Pour comprendre cette dynamique, il faut tout d’abord revenir sur les circonstances qui ont présidé à la création de l’œuvre. Jean Giraudoux est passé par l’École normale supérieure de la rue d’Ulm. Son nom est associé à la brillante époque des soirées de spectacle parisiennes de la fin des années 1920 et de la décennie 1930. Mais c’est avant tout un homme marqué par la Grande guerre. Il a fait les tranchées, a été blessé. En juin 1915, il se trouve non loin du site de Troie aux Dardanelles (Giraudoux 1969, 63). Comme tant d’autres vétérans, il a la conscience pacifiste du “plus jamais ça” chevillée à l’âme. La voie de la diplomatie s’offre à lui. Pour cet ancien étudiant germaniste, la montée de l’Allemagne nazie est un objet d’inquiétude davantage peut-être que pour d’autres, en raison de sa familiarité avec la culture d’Outre-Rhin. Dans La guerre de Troie n’aura pas lieu, il embrasse les points de vue des deux camps affrontés. Il y a du Giraudoux dans Hector, l’ancien combattant qui veut fermer les portes de la guerre, mais aussi dans Ulysse, le négociateur venant à Troie en ambassade.

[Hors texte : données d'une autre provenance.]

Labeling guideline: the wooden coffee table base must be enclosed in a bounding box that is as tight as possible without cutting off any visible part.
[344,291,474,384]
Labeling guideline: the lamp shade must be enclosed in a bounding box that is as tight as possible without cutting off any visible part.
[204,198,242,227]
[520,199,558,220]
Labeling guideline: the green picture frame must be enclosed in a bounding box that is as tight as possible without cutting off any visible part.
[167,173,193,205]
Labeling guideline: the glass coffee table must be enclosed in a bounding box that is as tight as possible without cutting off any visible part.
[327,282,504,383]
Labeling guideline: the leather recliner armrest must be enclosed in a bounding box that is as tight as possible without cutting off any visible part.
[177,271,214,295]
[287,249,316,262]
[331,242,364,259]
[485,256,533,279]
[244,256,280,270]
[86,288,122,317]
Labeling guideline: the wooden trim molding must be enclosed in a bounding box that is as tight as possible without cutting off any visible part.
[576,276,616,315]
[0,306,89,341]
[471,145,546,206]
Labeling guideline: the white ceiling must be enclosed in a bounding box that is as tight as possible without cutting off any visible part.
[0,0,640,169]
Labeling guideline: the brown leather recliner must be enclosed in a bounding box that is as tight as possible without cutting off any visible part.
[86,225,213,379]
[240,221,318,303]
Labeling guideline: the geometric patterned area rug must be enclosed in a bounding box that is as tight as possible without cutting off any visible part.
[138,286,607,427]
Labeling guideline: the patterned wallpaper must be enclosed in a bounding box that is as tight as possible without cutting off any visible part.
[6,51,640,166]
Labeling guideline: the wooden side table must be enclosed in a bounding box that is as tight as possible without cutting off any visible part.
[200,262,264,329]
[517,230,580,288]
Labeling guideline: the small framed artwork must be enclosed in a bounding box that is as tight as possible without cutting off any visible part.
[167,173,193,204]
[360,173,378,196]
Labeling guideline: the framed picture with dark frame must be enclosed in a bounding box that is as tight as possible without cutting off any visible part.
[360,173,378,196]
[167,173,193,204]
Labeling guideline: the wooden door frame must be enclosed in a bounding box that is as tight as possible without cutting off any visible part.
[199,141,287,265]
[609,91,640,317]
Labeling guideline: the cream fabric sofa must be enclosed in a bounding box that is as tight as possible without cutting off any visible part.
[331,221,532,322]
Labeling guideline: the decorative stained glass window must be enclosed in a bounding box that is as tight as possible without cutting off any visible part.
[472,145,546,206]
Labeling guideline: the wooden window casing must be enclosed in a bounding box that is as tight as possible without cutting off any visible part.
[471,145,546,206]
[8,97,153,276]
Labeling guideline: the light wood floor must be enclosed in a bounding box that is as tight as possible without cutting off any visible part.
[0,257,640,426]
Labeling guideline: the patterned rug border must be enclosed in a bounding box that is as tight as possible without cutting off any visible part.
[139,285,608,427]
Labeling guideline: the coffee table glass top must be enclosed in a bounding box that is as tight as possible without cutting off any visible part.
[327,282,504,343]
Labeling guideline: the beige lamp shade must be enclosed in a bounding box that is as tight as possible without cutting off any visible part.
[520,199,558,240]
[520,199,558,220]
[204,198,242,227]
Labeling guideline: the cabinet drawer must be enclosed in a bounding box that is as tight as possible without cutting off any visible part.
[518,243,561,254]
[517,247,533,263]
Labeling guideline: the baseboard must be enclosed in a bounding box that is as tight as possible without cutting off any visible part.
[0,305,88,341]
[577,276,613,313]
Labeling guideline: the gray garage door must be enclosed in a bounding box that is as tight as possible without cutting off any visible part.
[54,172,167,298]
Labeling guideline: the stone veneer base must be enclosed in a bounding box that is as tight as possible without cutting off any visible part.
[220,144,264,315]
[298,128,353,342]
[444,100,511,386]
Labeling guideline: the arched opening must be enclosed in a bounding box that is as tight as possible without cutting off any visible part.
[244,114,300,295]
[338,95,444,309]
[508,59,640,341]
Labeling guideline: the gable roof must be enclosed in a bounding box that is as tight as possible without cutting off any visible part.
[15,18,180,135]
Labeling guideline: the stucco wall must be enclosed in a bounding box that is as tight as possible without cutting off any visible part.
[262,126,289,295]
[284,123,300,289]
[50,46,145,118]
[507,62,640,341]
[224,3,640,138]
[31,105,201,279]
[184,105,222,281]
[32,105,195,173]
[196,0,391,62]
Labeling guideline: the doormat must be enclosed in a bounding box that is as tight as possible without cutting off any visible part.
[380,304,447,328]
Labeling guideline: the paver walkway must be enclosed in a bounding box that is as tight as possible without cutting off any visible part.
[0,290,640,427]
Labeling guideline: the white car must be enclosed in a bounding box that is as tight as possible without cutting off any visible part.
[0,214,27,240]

La critique cependant est bien présente pour tous deux, entre l’un qui porte sa naïveté en sautoir et l’autre, par trop retors, empêchant toute identification tranchée. Si les personnages débattent sur scène, c’est bien depuis l’arène du réel que leur auteur les a créés.
Il serait réducteur de voir, en 1935, Giraudoux uniquement occupé du risque d’une autre guerre mondiale (e. g., Catalán Piris 2012, 90). Les dynamiques sont plus complexes que ce qu’une hâtive lecture de la chronologie “à rebours” pourrait laisser penser. À l’époque, l’Italie de Mussolini n’est pas encore l’alliée d’Hitler. On espère que l’alliance des puissances européennes saura tenir en respect le national-socialisme. C’est sans compter ce qui se profile comme un jeu dangereux pour la paix du monde, entendre les velléités expansionnistes de l’Italie fasciste dans la Corne de l’Afrique. Si la toile de fond est celle des relations franco-allemandes, ce sont pourtant les prémisses de la “guerre d’Abyssinie” que scrutent les observateurs. Saisie, la Société des Nations étale son impuissance. Ajoutée alors que la pièce était déjà en répétition, la scène de Busiris, l’expert “neutre” venant donner sa consultation aux futurs belligérants, en est une caricature qui ne prend même pas la peine de se dissimuler. De même que l’enlèvement d’Hélène par Pâris n’est que le prétexte invoqué au lancement des hostilités, quel sera l’évènement susceptible de mettre le feu aux poudres ? Le 22 novembre 1934, l’incident de Welwel dans l’empire éthiopien semble être apparu à Giraudoux comme le casus belli. Ce n’est très certainement pas un hasard si la première de la pièce aura lieu un an plus tard, jour pour jour.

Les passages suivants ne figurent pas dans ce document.